Le jardin demeure paisible ce soir, banal comme une nuit de printemps. Les grillons chantent l’amour. Les disciples dorment. Les peurs que je ressens n’ont pas d’échos dans l’air.
Peut-être la cohorte n’a-t-elle pas encore quitté Jérusalem ? Peut-être Yehoûdâh a-t-il eu peur ? Va, Yehoûdâh, dénonce-moi !
Comment se font les choses ?
— Que veux-tu faire plus tard ?
— Je ne sais pas… Comme toi ? Menuisier ?
— Et si tu devenais rabbi ?
Je regardai mon père sans comprendre. Rabbi ? Le rabbi de notre village, rabbi Isaac, m’apparaissait si vieux, si branlant avec sa barbe moisie, sans doute plus ancienne que lui, que je ne pouvais m’imaginer ainsi. Et puis, il me semblait que l’on ne devenait pas rabbi ; on l’était dès le départ ; on naissait rabbi. Moi, je n’étais né que Yéchoua. Yéchoua ben Yoseph, Yéchoua de Nazareth, c’est-à-dire bon à pas grand-chose.
— Réfléchis bien.
Et mon père reprit le rabot pour dégrossir une planche. J’étais d’autant plus étonné par la proposition de mon père qu’à l’école biblique les journées ne se passaient pas sans heurts, car on m’avait surnommé « Yéchoua aux mille questions ». Tout déclenchait mes interrogations. Pourquoi ne pas travailler le jour du Sabbat ? Pourquoi ne pas manger du porc ? Pourquoi Dieu punit-il au lieu de pardonner ? Comme les réponses ne me satisfaisaient pas, rabbi Isaac se retranchait derrière un « C’est la Loi » définitif. J’insistais alors : « Qu’est-ce qui justifie la Loi ? Qu’est-ce qui fonde la tradition ? » Je demandais tant d’éclaircissements que, parfois, on m’interdisait de parole pour une journée entière.
— Papa, rabbi Isaac pense-t-il du bien de moi ?
— Beaucoup. C’est lui qui est venu me parler hier soir. Le saint homme estime que tu ne trouveras la paix que dans une démarche religieuse.
Cette remarque m’impressionna plus que les autres. La paix ? Moi, rechercher la paix ?
Peu après, mon père mourut. Il tomba d’un coup, sous le soleil de midi, alors qu’il livrait un coffre à l’autre bout du village ; son cœur s’était arrêté sur le bord du chemin.

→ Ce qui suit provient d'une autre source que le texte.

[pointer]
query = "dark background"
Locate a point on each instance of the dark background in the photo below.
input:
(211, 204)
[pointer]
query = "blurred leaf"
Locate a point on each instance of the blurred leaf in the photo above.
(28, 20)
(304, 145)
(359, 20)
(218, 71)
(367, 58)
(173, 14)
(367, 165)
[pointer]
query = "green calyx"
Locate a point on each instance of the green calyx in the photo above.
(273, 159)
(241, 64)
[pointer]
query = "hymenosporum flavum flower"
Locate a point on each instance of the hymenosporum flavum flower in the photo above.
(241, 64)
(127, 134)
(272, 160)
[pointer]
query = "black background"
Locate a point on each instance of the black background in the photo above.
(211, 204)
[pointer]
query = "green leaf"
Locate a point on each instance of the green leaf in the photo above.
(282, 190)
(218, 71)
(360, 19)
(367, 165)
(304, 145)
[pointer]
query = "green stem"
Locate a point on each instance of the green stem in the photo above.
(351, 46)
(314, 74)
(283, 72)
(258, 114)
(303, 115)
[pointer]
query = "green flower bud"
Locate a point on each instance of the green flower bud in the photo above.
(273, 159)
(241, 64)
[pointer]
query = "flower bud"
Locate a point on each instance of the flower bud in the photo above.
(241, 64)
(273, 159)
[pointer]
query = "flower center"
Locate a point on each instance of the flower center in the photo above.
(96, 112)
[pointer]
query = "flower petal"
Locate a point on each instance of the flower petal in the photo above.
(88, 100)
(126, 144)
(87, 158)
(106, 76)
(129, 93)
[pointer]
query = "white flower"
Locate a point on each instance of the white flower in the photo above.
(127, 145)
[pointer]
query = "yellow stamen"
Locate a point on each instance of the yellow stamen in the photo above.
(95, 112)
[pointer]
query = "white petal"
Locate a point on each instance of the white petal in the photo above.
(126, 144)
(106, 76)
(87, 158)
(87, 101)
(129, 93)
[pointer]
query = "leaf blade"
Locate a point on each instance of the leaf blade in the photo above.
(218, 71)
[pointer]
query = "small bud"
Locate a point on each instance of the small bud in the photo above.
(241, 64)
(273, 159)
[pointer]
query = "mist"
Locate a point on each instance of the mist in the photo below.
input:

Je sanglotai éperdument pendant trois longs mois. Je pleurais l’absent bien sûr, ce père au cœur plus tendre que le bois qu’il sculptait, mais surtout je pleurais de ne pas lui avoir dit que je l’aimais.
Le jour où je séchai mes larmes, je n’étais plus le même. Je ne pouvais rencontrer personne sans lui dire que je l’aimais. Le premier à qui j’infligeai cette déclaration, mon camarade Mochèh, devint violet.
— Pourquoi dis-tu des stupidités pareilles ! ?
— Je ne dis rien de stupide. Je te dis que je t’aime.
— Ah, Yéchoua, ne fais pas l’imbécile !
« Idiot, crétin, niais », je rentrais chaque soir les poches pleines de nouvelles insultes. Ma mère tenta de m’expliquer qu’il y avait une loi non écrite qui obligeait à taire les sentiments.
— Laquelle ?
— La pudeur.
— Mais… maman, il n’y a pourtant pas de temps à perdre pour leur dire qu’on les aime : ils peuvent tous mourir, non ?
Elle pleurait doucement lorsque je parlais ainsi, elle me caressait les cheveux pour apaiser mes pensées.
— Mon petit Yéchoua, il ne faut pas trop aimer. Sinon tu vas beaucoup souffrir.
Étant l’aîné, je devais faire vivre mes frères et sœurs : je rouvris l’atelier de mon père. Je me montrais moins bon que lui mais, seul menuisier du village, je ne pâtissais pas de la concurrence.
L’atelier devint, selon le mot de ma mère, le temple des pleurs. À la moindre contrariété, les habitants venaient m’y raconter leurs difficultés. Je ne leur disais rien ; j’écoutais, j’écoutais pendant des heures, une simple oreille ; à la fin, je trouvais les quelques mots gentils que m’inspirait leur situation ; ils repartaient soulagés. Cela devait les rendre indulgents pour mes planches mal équarries. Ils ne se doutaient pas que l’entretien me faisait autant de bien qu’à eux. En essayant d’amener les Nazaréens dans une région de paix et d’amour, j’y allais moi-même.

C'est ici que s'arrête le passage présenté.